Monday, 1 February 2016

2 strolls and a chat

I had about 3 hours to do what I wanted in Canberra this morning.  I started with a visit to Kelly's Swamp in Jerrabomberra Wetlands.

Given recent weather in the ACT it was not surprising to find it was raining when I got there.  Getting Bird-of-the-day was not hard as an Intermediate Egret was sitting right outside the hide/blind,
The rain had slicked down the nuptial plumes (or aigrettes) on the breast but those on the back are more visible.  The red legs and bill are also signs that the bird is in the mood for multiplication.  All of these are good field marks as is the length of the neck relative to the body.  The final field mark is not related to hormonal cycles, but the fact that the yellow facial skin doesn't extend past the eye.
Having got that dealt with I got a small surprise to find a (normally skulking) Lathams Snipe  walking up and down a log in the water!
 An Australian Pelican imitating a headless chook!
 A somewhat distant Freckled Duck.  The red patch just visible at the base of the bill indicates this is a male.  Field marks for this species are the overall colouration, the'ski-jump' bill and the wee crest.
There were about 39 Welcome Swallows (subspecies 'soggy') perched on this fallen tree.
 My next port of call was the lecture theatre at ANBG for a talk to the Science Group about the value of continuing to collect Herbarium specimens.  The presenter's point was illustrated by a graph showing a massive amount of herbarium specimens collected in the period 1950 to 2000 but a very steep drop off since then. She then talked about 2 of her projects:

  • a trip to the Simpson Desert; and
  • work to rediscover the plants listed in 1969 on Black Mountain, Canberra.

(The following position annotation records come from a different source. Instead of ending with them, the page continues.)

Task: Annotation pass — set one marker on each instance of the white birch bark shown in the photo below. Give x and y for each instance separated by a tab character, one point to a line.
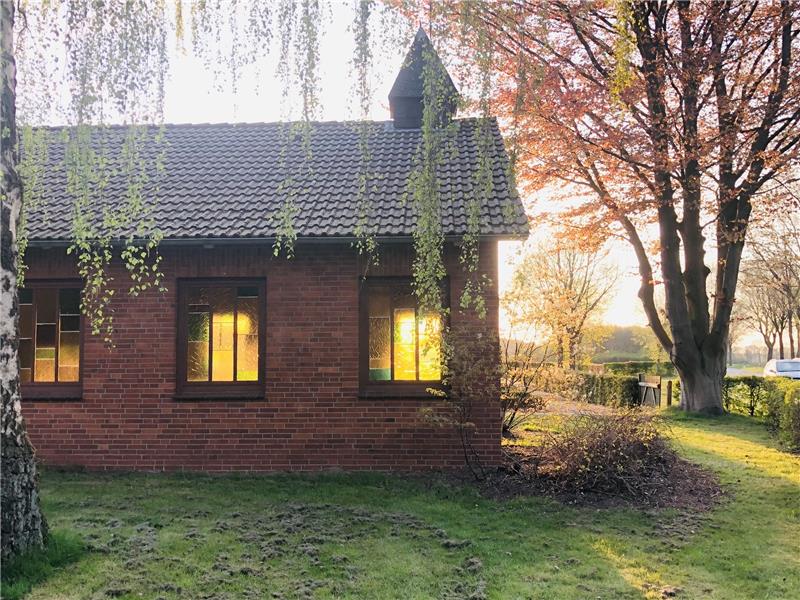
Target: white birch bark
23	526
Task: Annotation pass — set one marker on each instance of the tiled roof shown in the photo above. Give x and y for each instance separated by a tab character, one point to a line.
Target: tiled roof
228	181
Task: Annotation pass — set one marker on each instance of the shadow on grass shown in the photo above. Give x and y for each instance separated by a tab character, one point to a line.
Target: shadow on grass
23	572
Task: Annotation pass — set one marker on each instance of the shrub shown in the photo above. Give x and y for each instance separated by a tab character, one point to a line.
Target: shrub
747	394
634	367
782	413
622	454
522	367
775	399
607	390
789	425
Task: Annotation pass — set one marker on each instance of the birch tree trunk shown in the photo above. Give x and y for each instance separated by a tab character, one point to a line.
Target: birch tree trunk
23	526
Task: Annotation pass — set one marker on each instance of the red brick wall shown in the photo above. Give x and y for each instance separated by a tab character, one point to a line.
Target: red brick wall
311	416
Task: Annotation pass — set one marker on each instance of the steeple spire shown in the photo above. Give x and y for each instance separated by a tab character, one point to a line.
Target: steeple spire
407	95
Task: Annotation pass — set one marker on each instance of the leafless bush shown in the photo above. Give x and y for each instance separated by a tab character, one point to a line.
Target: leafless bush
522	364
622	454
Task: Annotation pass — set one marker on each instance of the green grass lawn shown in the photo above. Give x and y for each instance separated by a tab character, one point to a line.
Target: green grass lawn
379	536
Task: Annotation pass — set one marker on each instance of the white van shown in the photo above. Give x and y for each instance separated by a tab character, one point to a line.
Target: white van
779	367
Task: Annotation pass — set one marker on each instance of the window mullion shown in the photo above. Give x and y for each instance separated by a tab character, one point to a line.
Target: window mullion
34	333
235	335
391	335
416	343
58	334
210	342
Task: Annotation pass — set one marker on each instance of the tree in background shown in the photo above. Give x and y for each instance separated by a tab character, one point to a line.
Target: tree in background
562	288
762	307
665	114
773	267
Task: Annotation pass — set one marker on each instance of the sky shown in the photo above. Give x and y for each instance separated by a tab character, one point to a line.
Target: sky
194	95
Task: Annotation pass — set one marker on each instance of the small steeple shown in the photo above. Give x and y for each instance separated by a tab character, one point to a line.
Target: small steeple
406	96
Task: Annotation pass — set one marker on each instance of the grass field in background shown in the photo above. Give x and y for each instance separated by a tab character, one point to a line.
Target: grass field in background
383	536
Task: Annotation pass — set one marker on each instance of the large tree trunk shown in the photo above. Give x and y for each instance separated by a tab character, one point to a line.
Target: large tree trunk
23	526
701	392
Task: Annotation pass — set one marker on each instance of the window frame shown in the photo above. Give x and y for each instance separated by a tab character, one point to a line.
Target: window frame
392	388
189	390
54	390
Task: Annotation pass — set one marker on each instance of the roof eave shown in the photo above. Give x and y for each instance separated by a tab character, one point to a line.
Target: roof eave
240	241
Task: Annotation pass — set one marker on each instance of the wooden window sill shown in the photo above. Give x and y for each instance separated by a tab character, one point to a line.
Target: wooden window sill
51	391
413	391
228	393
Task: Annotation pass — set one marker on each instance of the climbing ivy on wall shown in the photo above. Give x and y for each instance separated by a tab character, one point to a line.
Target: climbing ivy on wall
117	61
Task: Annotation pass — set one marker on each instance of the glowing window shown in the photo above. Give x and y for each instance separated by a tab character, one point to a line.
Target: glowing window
403	343
222	325
50	334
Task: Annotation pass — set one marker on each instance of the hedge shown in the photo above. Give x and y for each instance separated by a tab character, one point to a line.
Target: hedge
634	367
607	390
775	399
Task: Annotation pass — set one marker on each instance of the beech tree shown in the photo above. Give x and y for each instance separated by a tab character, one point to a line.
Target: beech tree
773	266
116	63
23	526
667	116
563	289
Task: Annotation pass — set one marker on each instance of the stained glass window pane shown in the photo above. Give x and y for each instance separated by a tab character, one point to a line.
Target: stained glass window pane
197	351
45	353
405	344
45	364
46	306
26	320
68	356
222	306
69	301
26	353
247	358
430	347
380	331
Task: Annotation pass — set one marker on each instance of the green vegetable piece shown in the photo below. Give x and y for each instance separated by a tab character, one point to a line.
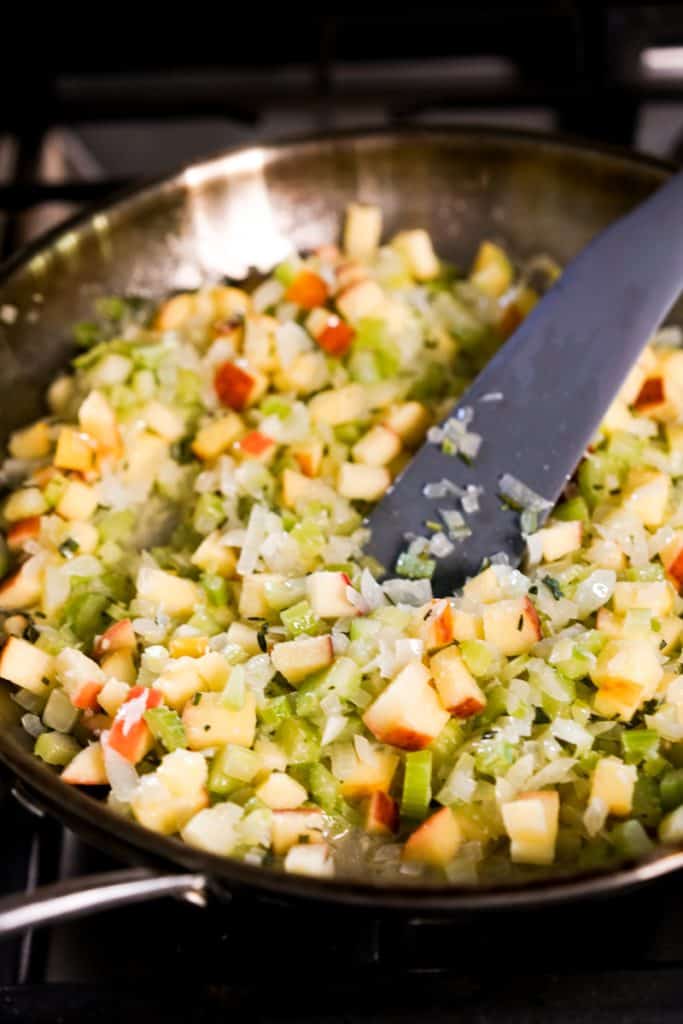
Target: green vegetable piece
417	792
167	727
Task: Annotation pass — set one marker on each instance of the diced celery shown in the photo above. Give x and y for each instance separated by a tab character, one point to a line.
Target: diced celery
671	788
417	792
298	739
639	744
299	619
630	840
59	713
55	748
573	508
167	727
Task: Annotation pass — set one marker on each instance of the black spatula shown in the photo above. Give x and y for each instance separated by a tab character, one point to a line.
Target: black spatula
541	399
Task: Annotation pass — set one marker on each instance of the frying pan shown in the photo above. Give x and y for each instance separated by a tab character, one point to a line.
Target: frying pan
245	209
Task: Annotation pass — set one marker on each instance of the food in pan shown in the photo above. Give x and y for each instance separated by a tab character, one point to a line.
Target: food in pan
193	629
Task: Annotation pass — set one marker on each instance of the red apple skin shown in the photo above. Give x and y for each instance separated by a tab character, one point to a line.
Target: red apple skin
23	530
381	814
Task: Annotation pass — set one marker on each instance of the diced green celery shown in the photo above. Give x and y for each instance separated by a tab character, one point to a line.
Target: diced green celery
298	739
235	692
639	744
671	788
55	748
215	588
299	619
417	792
415	566
59	713
209	513
574	508
167	727
630	840
275	710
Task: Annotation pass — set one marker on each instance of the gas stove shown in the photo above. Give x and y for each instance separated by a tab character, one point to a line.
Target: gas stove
613	75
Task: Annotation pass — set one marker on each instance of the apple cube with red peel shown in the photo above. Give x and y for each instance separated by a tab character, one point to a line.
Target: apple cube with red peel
378	448
358	482
435	842
328	595
372	774
301	657
119	636
24	588
290	827
381	814
560	540
87	768
530	822
23	530
26	666
130	735
408	714
238	386
456	686
512	626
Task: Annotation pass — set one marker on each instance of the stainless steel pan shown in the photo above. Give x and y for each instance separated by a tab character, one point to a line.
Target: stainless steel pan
218	218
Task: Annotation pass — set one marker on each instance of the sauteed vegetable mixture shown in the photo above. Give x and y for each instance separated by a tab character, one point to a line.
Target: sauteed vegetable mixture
194	631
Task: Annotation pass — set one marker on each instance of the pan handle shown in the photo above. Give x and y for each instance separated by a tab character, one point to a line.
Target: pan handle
94	892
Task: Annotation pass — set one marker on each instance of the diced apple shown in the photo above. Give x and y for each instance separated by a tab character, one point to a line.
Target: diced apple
456	686
358	482
418	254
78	501
626	673
435	842
87	768
22	531
119	636
253	601
363	228
381	814
313	860
74	451
530	822
217	436
298	658
24	588
408	714
171	594
32	442
410	420
299	488
656	596
512	626
378	448
560	540
492	271
26	666
371	774
214	556
647	496
344	404
613	782
211	723
239	386
281	793
309	457
98	420
328	594
291	827
360	300
483	588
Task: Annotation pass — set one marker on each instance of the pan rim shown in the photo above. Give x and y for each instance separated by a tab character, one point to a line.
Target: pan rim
80	810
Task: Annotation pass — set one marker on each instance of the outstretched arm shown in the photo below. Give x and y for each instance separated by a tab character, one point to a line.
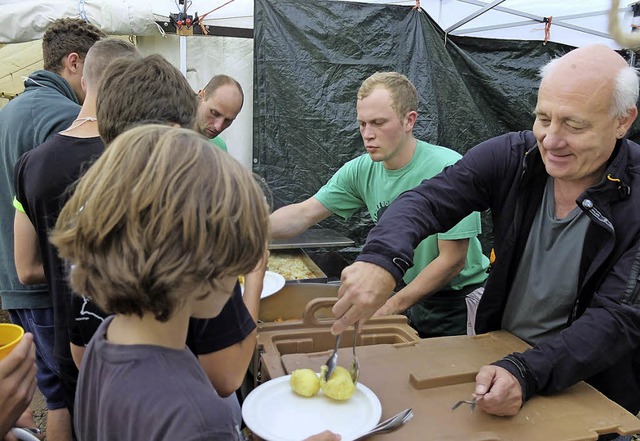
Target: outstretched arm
433	277
291	220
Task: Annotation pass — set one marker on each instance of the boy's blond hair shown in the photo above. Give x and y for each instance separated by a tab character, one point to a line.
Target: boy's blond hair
404	96
161	217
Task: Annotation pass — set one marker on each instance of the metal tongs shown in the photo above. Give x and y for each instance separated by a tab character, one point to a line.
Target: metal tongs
473	402
332	361
388	425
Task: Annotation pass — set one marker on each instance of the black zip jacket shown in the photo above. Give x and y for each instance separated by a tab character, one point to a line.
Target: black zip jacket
601	343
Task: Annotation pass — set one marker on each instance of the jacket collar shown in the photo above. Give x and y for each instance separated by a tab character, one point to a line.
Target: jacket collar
47	79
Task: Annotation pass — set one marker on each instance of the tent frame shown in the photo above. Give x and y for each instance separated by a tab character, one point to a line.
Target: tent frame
557	21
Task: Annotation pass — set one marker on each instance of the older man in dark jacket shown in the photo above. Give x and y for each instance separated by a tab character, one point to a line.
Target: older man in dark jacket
565	201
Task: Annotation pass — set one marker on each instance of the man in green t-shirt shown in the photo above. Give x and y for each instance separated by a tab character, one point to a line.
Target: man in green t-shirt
448	266
218	106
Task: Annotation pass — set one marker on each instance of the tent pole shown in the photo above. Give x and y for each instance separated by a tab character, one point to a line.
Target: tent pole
183	55
479	12
635	7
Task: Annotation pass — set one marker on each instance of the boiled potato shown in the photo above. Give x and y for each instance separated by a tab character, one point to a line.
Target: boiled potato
340	386
304	382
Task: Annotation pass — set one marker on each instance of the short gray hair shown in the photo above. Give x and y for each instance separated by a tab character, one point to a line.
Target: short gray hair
625	88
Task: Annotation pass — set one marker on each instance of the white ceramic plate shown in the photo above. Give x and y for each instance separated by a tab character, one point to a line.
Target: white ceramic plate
275	413
272	283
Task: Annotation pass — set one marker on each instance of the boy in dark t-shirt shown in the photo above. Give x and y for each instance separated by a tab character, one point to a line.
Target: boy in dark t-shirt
157	231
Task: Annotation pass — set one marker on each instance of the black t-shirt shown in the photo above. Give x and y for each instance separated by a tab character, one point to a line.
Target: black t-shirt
42	181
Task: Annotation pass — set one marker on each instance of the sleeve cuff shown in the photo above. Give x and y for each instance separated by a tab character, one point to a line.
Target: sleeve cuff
17	205
394	265
518	369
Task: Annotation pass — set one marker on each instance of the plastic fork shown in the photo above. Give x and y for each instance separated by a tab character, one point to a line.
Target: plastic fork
355	364
332	361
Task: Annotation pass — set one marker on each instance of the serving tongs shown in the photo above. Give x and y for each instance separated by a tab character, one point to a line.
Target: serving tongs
332	361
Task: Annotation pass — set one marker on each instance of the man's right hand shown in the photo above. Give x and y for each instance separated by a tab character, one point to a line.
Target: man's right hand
17	382
365	288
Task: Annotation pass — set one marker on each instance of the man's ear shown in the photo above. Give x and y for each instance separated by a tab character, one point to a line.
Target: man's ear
625	122
73	63
410	119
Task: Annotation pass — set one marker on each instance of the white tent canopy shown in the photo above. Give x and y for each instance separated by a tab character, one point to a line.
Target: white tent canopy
573	22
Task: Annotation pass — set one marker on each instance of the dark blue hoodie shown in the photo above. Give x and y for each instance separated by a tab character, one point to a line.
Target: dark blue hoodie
47	106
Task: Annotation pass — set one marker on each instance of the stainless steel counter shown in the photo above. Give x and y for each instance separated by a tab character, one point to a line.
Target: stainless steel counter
313	238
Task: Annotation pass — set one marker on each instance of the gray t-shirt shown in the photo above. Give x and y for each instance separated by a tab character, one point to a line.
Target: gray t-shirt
145	392
546	283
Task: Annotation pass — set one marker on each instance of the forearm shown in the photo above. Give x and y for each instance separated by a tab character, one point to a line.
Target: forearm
432	279
291	220
287	222
76	353
26	251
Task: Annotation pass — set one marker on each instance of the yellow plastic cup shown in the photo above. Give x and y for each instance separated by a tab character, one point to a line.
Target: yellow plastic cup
10	335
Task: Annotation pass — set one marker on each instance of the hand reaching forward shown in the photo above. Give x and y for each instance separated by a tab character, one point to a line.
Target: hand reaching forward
497	391
365	287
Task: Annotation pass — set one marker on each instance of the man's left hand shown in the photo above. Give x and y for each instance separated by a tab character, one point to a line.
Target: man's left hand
497	391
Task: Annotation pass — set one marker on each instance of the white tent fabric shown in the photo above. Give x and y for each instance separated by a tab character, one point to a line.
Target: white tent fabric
573	22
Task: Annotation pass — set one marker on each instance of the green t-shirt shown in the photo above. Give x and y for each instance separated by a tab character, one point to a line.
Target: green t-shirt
364	183
219	142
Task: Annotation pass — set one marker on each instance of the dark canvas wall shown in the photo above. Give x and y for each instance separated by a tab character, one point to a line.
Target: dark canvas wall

Both had good outcomes for recording the biodiversity of the areas (the former rarely visited while the latter is on the doorstep of National scientific institutions in Canberra).

However I found the talk a little disappointing since she didn't explain - strongly enough to convince me - why the collection of physical specimens was more effective than good (ie not mine) photographs or collection of tissue samples  for DNA analysis.  To my mind the physical specimens are much harder to access (basically one has to be in a Herbarium to access them) and she admitted that Herbaria are very expensive operations.  The drop-off of 'collection' appears to coincide with widespread use of digital photography and the current fad for taxonomists to base their arcana around DNA rather than morphology (plus stringent bean-counter crackdowns on public expenditure).

Whatever, it was a worthwhile investment of an hour.

I then went for a stroll round the Gardens to see what was around.  I was hoping for butterflies, but although the rain had stopped it wasn't really good flutterby weather. It did mean this fallen tree in the rainforest gully looked spiffy.
 This Grevillea 'Masons Hybrid' looked very attractive but had no takers when I passed by.
The most interest (I only had 30 minutes or so and thus couldn't spend a lot of time hunting for birds) was in the Gippsland Water Dragons.  The usual spot for seeing them is the waterfall in the Rock Garden and they were there in numbers.  There are 8 in this image and many more in others spots nearby.
I have included these two for the contrast in colour.  I have not noticed one with such a brown colour before.
This very colourful gent is obviously hafway through a moult.
Towards the end of my stroll I passed through the Tasmanian garden.  Blow me dead there were a heap more Water Dragons.  I think my total count here was 15!
It appears that some entities can't read the "Keep off the garden beds" signs.
My recollection is that in the past kangaroos were strictly unwelcome in the gardens.  I saw at least 6 in my short stroll this morning.